Explanation: There is only one ball and the only position is marked, so the ball flips every step. The colors alternate white, black, white, black, ...

Solution

def solution(N, marked, operations):
    from math import gcd

    is_marked = [0] * N
    for idx in marked:
        is_marked[idx] = 1

    # q[i] = (-1)^(number of marked positions among 0..i-1 in the doubled ring)
    q = [1] * (2 * N + 1)
    for i in range(2 * N):
        q[i + 1] = -q[i] if is_marked[i % N] else q[i]
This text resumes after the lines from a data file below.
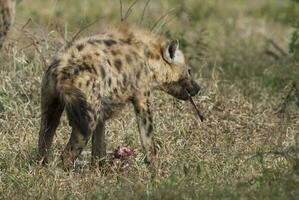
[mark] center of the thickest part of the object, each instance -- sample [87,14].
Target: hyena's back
[94,75]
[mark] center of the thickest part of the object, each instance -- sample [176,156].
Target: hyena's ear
[171,52]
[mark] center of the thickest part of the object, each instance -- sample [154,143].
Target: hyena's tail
[76,108]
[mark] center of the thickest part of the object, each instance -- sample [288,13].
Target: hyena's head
[177,79]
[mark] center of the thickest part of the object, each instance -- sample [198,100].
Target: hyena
[96,76]
[7,12]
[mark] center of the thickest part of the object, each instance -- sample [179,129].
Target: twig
[121,10]
[277,47]
[143,12]
[293,95]
[163,17]
[129,11]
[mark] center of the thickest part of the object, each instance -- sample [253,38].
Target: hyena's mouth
[201,117]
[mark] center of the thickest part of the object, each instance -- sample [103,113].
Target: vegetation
[244,54]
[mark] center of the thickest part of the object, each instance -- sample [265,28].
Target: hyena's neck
[149,47]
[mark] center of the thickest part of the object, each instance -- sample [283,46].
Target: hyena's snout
[183,89]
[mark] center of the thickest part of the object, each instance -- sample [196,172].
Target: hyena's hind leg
[51,110]
[98,144]
[82,118]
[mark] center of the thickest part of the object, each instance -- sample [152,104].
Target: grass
[244,150]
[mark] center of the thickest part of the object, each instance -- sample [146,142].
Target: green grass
[244,150]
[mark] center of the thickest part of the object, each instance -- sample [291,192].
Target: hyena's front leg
[145,125]
[98,143]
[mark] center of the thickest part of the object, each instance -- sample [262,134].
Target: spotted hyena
[7,12]
[96,76]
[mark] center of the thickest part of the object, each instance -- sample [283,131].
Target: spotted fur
[96,76]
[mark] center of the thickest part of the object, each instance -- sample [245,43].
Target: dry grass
[243,149]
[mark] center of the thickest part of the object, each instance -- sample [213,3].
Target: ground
[244,148]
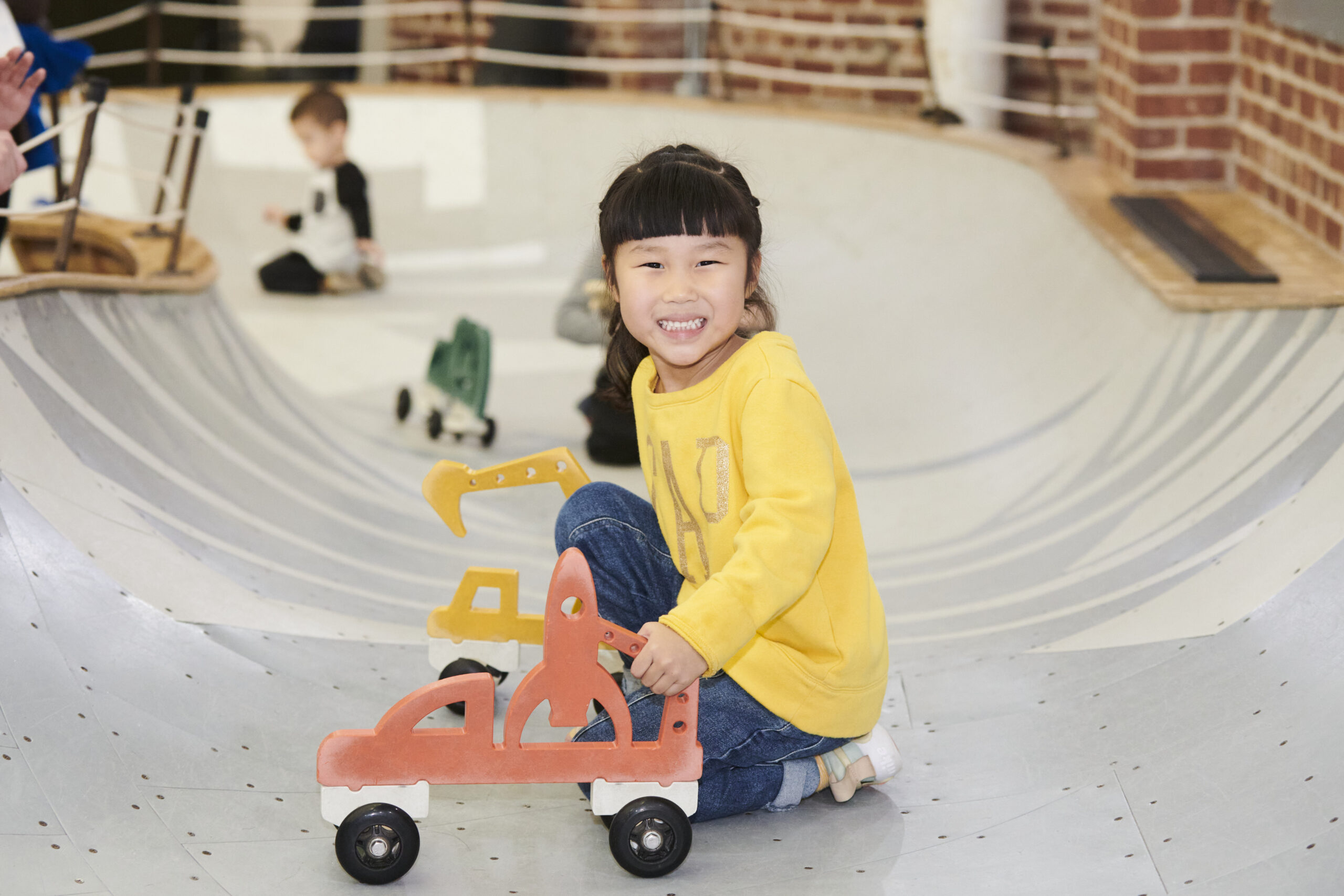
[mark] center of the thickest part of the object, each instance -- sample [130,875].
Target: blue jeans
[753,758]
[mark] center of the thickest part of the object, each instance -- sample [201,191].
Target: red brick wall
[1290,123]
[853,56]
[1067,23]
[847,56]
[1164,101]
[416,33]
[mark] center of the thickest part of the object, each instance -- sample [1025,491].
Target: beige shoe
[340,282]
[872,760]
[371,276]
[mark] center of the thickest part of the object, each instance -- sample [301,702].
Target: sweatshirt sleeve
[788,469]
[353,195]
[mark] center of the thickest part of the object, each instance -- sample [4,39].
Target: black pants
[613,438]
[291,273]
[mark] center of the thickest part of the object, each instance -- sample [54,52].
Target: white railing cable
[77,116]
[186,131]
[37,213]
[589,14]
[823,78]
[1028,107]
[1037,51]
[257,58]
[312,14]
[105,23]
[123,58]
[496,8]
[613,65]
[817,29]
[150,176]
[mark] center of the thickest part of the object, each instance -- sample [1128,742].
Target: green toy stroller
[455,387]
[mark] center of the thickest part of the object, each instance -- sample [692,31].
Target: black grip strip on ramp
[1195,244]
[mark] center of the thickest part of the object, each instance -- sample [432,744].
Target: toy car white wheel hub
[651,839]
[378,846]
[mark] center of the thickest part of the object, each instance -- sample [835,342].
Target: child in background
[765,593]
[334,250]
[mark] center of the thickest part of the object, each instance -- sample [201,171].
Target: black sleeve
[353,196]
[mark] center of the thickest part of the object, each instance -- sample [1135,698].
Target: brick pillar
[1166,112]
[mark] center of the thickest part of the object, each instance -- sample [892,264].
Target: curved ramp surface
[1108,535]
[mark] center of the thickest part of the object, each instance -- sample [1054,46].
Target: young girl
[748,570]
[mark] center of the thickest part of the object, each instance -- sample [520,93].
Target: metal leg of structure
[96,93]
[185,99]
[175,253]
[54,105]
[936,112]
[1053,76]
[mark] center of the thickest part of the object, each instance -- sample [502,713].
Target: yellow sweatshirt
[760,515]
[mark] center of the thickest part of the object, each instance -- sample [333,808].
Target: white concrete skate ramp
[1108,535]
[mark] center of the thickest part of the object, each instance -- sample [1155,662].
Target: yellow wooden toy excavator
[468,638]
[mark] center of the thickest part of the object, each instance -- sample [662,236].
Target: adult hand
[17,87]
[11,162]
[667,664]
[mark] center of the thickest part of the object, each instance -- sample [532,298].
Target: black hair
[675,191]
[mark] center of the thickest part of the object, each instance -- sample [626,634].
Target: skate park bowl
[1107,532]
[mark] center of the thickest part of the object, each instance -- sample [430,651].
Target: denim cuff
[802,778]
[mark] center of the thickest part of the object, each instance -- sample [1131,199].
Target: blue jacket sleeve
[64,61]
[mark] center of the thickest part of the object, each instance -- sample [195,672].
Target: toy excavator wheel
[649,837]
[466,667]
[377,844]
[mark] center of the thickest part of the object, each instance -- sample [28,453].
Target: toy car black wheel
[377,844]
[649,837]
[466,667]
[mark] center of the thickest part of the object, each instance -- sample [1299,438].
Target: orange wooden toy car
[375,784]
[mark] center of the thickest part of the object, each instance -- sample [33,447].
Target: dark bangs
[671,193]
[675,191]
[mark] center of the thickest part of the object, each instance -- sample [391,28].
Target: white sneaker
[881,749]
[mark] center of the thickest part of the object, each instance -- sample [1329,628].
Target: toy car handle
[449,480]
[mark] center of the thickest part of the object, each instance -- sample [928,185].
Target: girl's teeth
[682,325]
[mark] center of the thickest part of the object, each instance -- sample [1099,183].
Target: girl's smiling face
[683,299]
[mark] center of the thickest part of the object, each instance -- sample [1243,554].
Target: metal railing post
[154,42]
[1053,77]
[185,96]
[94,93]
[175,253]
[721,51]
[54,102]
[937,113]
[467,68]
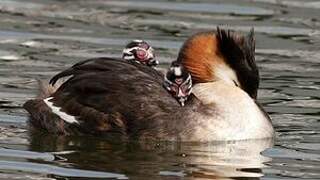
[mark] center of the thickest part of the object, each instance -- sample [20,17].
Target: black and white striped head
[140,52]
[178,82]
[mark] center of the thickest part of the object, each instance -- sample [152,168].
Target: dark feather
[239,52]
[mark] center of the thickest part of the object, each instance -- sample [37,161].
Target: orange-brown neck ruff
[199,55]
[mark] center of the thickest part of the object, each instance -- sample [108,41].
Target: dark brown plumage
[112,96]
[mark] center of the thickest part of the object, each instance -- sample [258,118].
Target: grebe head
[178,82]
[222,55]
[141,52]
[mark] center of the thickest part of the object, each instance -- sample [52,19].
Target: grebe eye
[174,88]
[141,54]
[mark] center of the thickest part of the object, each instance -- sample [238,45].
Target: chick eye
[144,46]
[141,54]
[174,88]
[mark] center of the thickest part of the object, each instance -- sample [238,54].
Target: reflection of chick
[178,82]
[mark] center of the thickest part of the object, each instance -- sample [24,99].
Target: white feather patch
[56,110]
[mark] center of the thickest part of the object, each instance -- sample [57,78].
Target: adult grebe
[107,96]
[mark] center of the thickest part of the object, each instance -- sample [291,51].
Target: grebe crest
[141,52]
[224,56]
[178,82]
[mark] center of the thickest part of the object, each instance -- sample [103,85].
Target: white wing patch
[56,110]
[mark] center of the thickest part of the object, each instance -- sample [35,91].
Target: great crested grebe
[107,96]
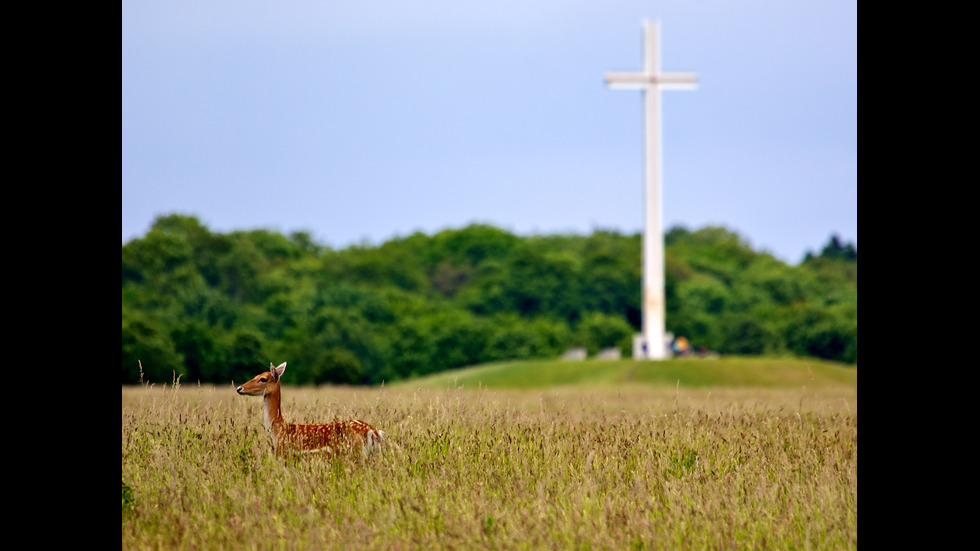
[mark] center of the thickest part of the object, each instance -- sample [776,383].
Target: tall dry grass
[629,468]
    # magnetization[t] = W - B after t steps, for 0 <= t < N
    # A ball starting at i has sign q[i] * q[i+t]. Summing over all i gives W-B.
    magnetization = [0] * N
    for t in range(N):
        total = 0
        for i in range(N):
            total += q[i] * q[i + t]
        magnetization[t] = total

    def format_value(num):
        if num == 0:
            return '0'
        g = gcd(abs(num), N)
        num //= g
        den = N // g
        if den == 1:
            return str(num)
        return f'{num}/{den}'

    if len(marked) % 2 == 0:
        period = N
        values = [format_value(magnetization[t]) for t in range(N)]
    else:
        period = 2 * N
        values = [None] * period
        for t in range(N):
            values[t] = format_value(magnetization[t])
            values[t + N] = format_value(-magnetization[t])

    time = 0
    answer = []
    for op in operations:
        kind = op[0]
        if kind == 'step':
            time = (time + 1) % period
        elif kind == 'kstep':
            time = (time + op[1]) % period
        elif kind == 'color':
            answer.append(values[time])
        else:
            raise ValueError('Unknown operation: ' + str(kind))

    return answer

Time complexity: O(N^2 + Q), where Q is the number of operations. Space complexity: O(N).

Hints

After N steps, every ball has gone all the way around the ring once. What does that imply about the state, depending on whether the number of marked positions is even or odd?
For a fixed time t, a ball starting at position i flips once for each marked position in the cyclic window of length t starting at i. The total color value depends only on whether each such window contains an even or odd number of marked positions.

Quick Overview

This question evaluates understanding of algorithmic state representation, modular arithmetic, and efficient update/query design by requiring a Kac ring implementation that supports constant-time k-step advancement and O(1) aggregate color reporting.